Lisseck v. Anderson, 167 Ill. App. 393 (1912)

Feb. 20, 1912 · Illinois Appellate Court · Gen. No. 16,173
167 Ill. App. 393

Aleck Lisseck, Defendant in Error, v. Christ Anderson, Plaintiff in Error.

Gen. No. 16,173.

Malicious prosecution—what essential to recover in action for. In actions of this character to be successful the plaintiff must establish by a preponderance of the evidence that the defendant acted without reasonable cause and was actuated by malice.

Error to the Municipal Court of Chicago; the Hon. McKenzie Cleland, Judge, presiding.

Heard in the Branch Appellate Court at the March term, 1910.

Reversed with a finding of fact.

Opinion filed February 20, 1912.

Auden, Latham & Young, for plaintiff in error; Charles Martin, of counsel.

George B. Cohen and John D. Clancy, for defendant in error.

Mr. Presiding Justice Baldwin

delivered the opinion of the court.

This case is before us upon a writ of error to reverse a judgment of the Municipal Court of Chicago in favor of Aleck Lisseek, defendant in error here, against Christ Anderson, plaintiff in error. The cause was one of the fourth class, and was tried by a court without a jury. It resulted in a finding and judgment for plaintiff for $100.

Plaintiff’s statement of claim was for damages for assault and battery upon him alleged to have been committed by defendant August 5, 1909. This statement was subsequently amended to include a charge of malicious prosecution of plaintiff by defendant without reasonable or probable cause on a charge of larceny and disorderly conduct.
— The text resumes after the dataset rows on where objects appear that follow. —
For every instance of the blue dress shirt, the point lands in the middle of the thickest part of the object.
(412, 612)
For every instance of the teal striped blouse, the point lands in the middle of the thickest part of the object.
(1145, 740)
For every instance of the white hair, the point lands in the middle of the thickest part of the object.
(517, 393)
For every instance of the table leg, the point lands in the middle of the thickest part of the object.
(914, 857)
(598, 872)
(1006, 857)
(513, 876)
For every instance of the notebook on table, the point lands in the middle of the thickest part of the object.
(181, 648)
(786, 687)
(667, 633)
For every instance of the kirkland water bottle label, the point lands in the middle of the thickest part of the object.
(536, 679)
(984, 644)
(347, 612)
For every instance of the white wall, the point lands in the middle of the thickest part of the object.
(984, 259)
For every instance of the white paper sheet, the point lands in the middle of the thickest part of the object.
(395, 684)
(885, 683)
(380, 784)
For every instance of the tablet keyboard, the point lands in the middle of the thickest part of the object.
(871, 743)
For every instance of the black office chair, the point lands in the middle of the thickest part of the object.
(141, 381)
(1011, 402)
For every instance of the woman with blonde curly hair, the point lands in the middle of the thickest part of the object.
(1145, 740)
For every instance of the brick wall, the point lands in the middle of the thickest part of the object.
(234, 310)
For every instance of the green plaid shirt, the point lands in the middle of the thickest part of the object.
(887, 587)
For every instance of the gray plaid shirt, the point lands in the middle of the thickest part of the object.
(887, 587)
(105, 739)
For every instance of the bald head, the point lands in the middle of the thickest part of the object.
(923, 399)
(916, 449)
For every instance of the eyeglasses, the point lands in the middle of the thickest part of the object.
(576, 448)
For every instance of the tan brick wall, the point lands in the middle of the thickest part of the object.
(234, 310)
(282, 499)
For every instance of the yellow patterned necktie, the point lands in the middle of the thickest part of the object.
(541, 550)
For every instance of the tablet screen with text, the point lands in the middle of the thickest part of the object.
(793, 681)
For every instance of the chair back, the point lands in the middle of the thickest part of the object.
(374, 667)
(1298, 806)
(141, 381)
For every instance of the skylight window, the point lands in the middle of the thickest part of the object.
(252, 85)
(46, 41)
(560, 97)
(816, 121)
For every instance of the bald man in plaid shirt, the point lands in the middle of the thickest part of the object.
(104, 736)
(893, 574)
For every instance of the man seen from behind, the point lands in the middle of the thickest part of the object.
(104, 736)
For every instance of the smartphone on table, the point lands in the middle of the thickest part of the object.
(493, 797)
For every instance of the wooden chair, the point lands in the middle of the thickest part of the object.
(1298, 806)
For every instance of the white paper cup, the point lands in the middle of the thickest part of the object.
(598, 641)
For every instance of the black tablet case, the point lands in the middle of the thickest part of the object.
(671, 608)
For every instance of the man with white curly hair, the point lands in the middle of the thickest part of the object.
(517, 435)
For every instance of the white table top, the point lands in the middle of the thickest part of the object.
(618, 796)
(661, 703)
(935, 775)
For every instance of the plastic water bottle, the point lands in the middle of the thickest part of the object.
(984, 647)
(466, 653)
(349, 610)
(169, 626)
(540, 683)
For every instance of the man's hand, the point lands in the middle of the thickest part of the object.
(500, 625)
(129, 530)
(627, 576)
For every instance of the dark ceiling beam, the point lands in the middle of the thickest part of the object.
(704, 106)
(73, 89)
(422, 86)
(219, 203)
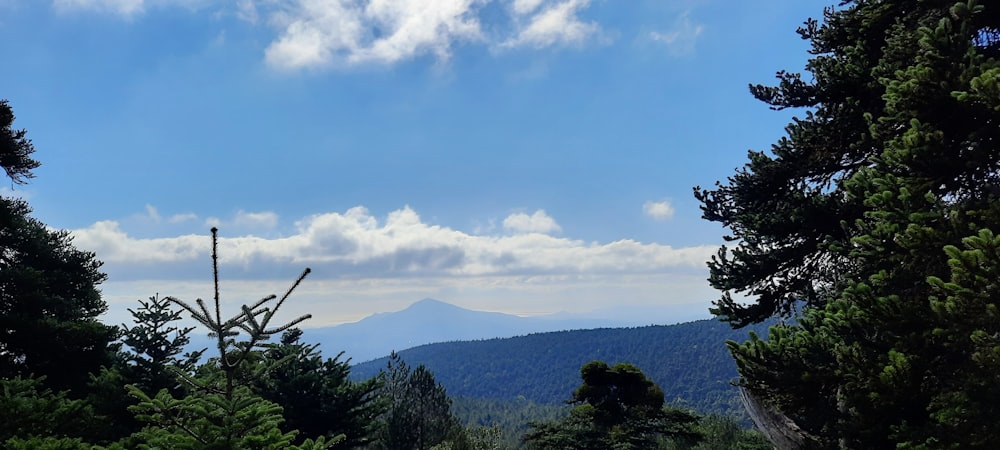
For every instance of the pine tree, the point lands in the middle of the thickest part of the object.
(418, 415)
(616, 407)
(49, 301)
(317, 395)
(221, 412)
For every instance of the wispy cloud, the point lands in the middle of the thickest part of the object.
(320, 33)
(661, 210)
(356, 244)
(538, 222)
(679, 39)
(342, 33)
(550, 25)
(125, 8)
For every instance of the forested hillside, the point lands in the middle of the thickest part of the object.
(689, 361)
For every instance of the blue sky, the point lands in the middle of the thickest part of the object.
(525, 156)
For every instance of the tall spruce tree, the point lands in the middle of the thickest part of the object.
(418, 414)
(896, 159)
(317, 395)
(49, 302)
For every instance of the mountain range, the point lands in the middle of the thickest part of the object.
(689, 361)
(431, 321)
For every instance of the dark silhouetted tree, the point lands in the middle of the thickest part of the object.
(895, 159)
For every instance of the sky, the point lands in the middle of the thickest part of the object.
(521, 156)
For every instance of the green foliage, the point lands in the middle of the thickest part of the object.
(28, 410)
(616, 407)
(511, 416)
(150, 360)
(220, 411)
(15, 148)
(317, 396)
(896, 160)
(418, 414)
(688, 361)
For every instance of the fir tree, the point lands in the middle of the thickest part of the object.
(221, 412)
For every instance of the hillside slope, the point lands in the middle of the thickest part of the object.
(689, 361)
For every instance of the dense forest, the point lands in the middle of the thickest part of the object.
(870, 226)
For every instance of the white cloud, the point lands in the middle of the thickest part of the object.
(247, 10)
(183, 217)
(357, 244)
(681, 38)
(319, 33)
(363, 264)
(526, 6)
(152, 213)
(662, 210)
(539, 222)
(342, 33)
(556, 25)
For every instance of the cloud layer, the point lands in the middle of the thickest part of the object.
(362, 264)
(355, 244)
(318, 33)
(661, 210)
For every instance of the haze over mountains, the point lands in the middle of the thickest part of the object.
(430, 321)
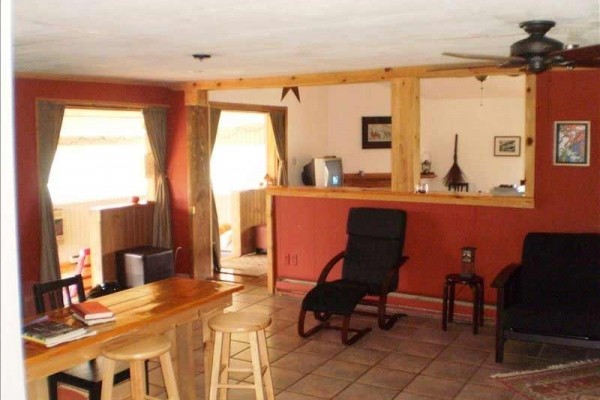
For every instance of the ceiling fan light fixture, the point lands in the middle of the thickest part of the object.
(536, 64)
(201, 56)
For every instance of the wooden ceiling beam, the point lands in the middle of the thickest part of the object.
(360, 76)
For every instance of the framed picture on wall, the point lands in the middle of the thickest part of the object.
(572, 143)
(376, 132)
(507, 146)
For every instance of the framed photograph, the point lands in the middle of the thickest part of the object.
(377, 132)
(572, 143)
(507, 146)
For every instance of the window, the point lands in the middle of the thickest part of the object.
(239, 158)
(102, 154)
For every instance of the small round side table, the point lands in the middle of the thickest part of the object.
(475, 282)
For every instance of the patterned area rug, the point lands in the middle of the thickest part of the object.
(574, 381)
(250, 265)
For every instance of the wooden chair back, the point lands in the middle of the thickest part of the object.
(56, 293)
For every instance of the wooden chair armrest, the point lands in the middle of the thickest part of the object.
(327, 268)
(506, 276)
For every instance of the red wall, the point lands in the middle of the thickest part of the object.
(26, 93)
(567, 199)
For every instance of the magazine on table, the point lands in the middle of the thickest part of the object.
(92, 310)
(94, 321)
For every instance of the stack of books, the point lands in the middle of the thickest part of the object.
(92, 313)
(50, 333)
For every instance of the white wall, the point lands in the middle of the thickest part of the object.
(12, 377)
(328, 122)
(347, 105)
(477, 117)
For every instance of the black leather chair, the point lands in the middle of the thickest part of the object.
(87, 376)
(370, 268)
(553, 294)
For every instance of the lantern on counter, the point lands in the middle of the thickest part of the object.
(468, 261)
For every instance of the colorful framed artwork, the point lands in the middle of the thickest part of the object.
(376, 132)
(507, 146)
(572, 143)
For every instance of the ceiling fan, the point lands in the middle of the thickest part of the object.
(539, 52)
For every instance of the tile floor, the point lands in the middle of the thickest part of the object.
(415, 360)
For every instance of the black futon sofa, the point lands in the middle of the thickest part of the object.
(553, 295)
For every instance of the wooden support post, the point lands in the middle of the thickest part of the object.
(405, 134)
(529, 148)
(198, 131)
The trial was had on October 7, 1909, at which time the court found for the *394plaintiff in the sum of $100. A motion for a new trial was entered, which, upon the 16th of October, was denied, whereupon the court allowed plaintiff to amend his statement of claim, nunc pro tunc as of October 7th, so as to charge false imprisonment, in addition to the other alleged causes of action.

Various grounds of error are assigned and argued, among them being the alleged error on the part of the court in allowing an amendment after the cause had been tried, and in the admission and exclusion of evidence, but the error mainly relied upon is that the finding and judgment of the court below was wrong upon the merits. From the record it appears that Lisseck, who had formerly been employed by Anderson, came to the latter’s place of business on the 5th of August, 1909, to procure money alleged to be due him for services rendered Anderson. There had been some controversy as to the amount due, and «when Lisseck came, one Schreiber, a partner or employe of Anderson, contended that there was due Lisseck but fifty cents, while Lisseck claimed a much larger amount. The matter was adjusted between them upon the agreement that Lisseck should receive $4 and receipt therefor in full for all services. The money, with the receipt for Lisseck to sign, being produced, a quarrel or brawl followed, concerning which the testimony of the parties is directly opposed; Lisseck claiming that immediately upon receiving the money and the receipt which he was to sign, he was assaulted by Schreiber and struck several times by him and afterward by Anderson himself, and that he made a great outcry, shouting “Police! Murder! Police!” etc.; that both he and Anderson called for the police patrol, which came, and he and Anderson were both taken to the station, where one of the police officers swore out a complaint against him, charging disorderly'conduct; that he was detained about three hours, and on the following day was discharged. The testimony on be*395half of defendant was to the effect that when the $4, with the receipt which was to he signed, were tendered by Schreiber, Lisseck grabbed both the money and the receipt, and started to run, yelling at the top of his voice and calling a crowd about; that Anderson detained him until the police patrol arrived; that neither Schreiber nor Anderson struck or beat Lisseck in any manner, and that Anderson sought and aided in procuring the discharge of Lisseck on the day after the disturbance.

We have carefully examined the testimony given before the court below, and in our opinion it entirely fails to show malice on the part of Anderson, or justify the finding and judgment of the court. No useful purpose would be subserved by setting out in detail the testimony, or the remarks of the court in passing upon the case. We think the court misconceived the situation and reached a wrong conclusion upon the facts before it and the law applicable thereto. The testimony of the plaintiff himself was in some respects inconsistent and incoherent, and his corroboration was very slight; indeed, he was directly contradicted by his own witnesses as to some material circumstances. Lisseck’s own attorney testified in his behalf. This was manifestly improper and particularly since it involved a statement by such attorney as to what he had been told by his own client.

It is familiar law that, in actions of this character, to be successful the plaintiff must establish by a preponderance of the evidence that the defendant acted without probable cause, and was actuated by malice, and this, we think, this record entirely fails to establish. It follows, therefore, that the judgment of the court below was wrong and must be reversed; and, as we are clearly of the opinion from the record in this case that the testimony entirely fails to justify the claim that the defendant acted maliciously and without probable cause, the case will not be remanded, but *396judgment entered here in favor of plaintiff in error.

Judgment reversed with a finding of fact.